In the US, several companies (such as GE) sell CFLs that are specifically labelled as dimmable. This seems less related to the design of the circuitry that starts the lamp, than it is to the presence of return path that allows X10 and other signals to pass through the lamp.
I use mostly CFLs from Home Depot, which come on instantly, hit full brightness in about 30 seconds, and have an excellent color balance. (These are Consumer Reports' top-rated lamps, though I stumbled onto them -- there was a nearby Home Depot, and they were cheap -- before CU reviewed them.)
These are not labelled as dimmable, but the X10 system will dim them. (There are only about 8 or 9 steps from "max" before the lamp goes out.) There's a catch, however.
If you use a conventional X10 plug-in wall dimmer to dim them, the lamp will blink several times a second when you turn it off.
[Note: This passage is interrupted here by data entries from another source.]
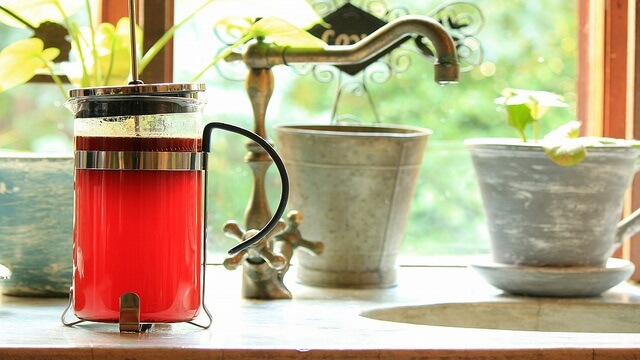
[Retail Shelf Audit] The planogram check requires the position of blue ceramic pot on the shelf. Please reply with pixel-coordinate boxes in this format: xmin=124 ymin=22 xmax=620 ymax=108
xmin=0 ymin=152 xmax=73 ymax=296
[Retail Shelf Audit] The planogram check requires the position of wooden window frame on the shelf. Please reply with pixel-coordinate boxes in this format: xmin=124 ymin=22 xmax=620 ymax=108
xmin=577 ymin=0 xmax=640 ymax=281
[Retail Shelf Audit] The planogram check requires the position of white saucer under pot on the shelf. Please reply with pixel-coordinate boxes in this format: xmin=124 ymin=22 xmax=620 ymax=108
xmin=469 ymin=256 xmax=635 ymax=297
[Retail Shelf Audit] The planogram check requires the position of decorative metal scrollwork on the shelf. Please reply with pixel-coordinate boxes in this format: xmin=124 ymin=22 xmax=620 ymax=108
xmin=215 ymin=0 xmax=484 ymax=122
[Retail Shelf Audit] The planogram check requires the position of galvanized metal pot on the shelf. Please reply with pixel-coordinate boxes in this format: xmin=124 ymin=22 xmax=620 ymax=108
xmin=465 ymin=139 xmax=640 ymax=267
xmin=275 ymin=125 xmax=431 ymax=288
xmin=0 ymin=152 xmax=73 ymax=297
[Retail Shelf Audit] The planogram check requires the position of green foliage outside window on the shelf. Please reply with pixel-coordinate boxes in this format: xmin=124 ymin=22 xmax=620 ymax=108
xmin=0 ymin=0 xmax=578 ymax=261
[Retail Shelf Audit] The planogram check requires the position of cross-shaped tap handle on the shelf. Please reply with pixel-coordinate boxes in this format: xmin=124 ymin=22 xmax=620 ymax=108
xmin=276 ymin=210 xmax=324 ymax=256
xmin=222 ymin=220 xmax=288 ymax=270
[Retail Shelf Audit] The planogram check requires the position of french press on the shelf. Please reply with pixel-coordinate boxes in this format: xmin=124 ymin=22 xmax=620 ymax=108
xmin=63 ymin=83 xmax=288 ymax=328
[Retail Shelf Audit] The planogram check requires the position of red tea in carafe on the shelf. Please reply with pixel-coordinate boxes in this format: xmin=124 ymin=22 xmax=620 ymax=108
xmin=67 ymin=84 xmax=204 ymax=323
xmin=74 ymin=136 xmax=203 ymax=322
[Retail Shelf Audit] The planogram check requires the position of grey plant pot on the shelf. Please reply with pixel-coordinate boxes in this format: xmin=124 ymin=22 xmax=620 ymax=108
xmin=465 ymin=139 xmax=640 ymax=267
xmin=275 ymin=125 xmax=431 ymax=288
xmin=0 ymin=152 xmax=73 ymax=297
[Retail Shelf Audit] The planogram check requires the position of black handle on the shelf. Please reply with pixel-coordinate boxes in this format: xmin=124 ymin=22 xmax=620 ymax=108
xmin=202 ymin=122 xmax=289 ymax=255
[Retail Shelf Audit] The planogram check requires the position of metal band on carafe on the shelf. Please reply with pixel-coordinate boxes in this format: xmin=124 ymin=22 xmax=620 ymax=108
xmin=75 ymin=150 xmax=205 ymax=171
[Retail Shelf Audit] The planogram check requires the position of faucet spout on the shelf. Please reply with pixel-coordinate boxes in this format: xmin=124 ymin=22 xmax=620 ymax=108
xmin=242 ymin=15 xmax=460 ymax=84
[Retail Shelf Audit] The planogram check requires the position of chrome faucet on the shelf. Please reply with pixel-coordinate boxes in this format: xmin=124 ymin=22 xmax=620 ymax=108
xmin=225 ymin=15 xmax=460 ymax=299
xmin=235 ymin=15 xmax=460 ymax=84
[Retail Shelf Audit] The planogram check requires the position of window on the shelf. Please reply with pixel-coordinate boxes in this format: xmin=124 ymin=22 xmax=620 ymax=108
xmin=0 ymin=0 xmax=640 ymax=272
xmin=173 ymin=0 xmax=578 ymax=261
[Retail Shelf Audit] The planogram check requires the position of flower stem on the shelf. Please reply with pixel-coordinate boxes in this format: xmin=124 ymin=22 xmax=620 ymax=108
xmin=139 ymin=0 xmax=215 ymax=72
xmin=191 ymin=34 xmax=253 ymax=82
xmin=38 ymin=56 xmax=69 ymax=100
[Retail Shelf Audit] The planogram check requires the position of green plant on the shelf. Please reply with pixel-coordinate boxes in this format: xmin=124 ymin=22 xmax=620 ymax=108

The reason is that the dimmer pulses the line periodically to determine when you've cycled the power switch on the lamp itself. (This lets you turn on the lamp without using the X10 controller.) The dimmer notes the off/on change in current, and supplies full power. If you then command the dimmer to shut off the lamp, it will continue to pulse the line.
According to X10, you need to use an X10 wall-switch dimmer, which doesn't pulse the line. I haven't yet checked this.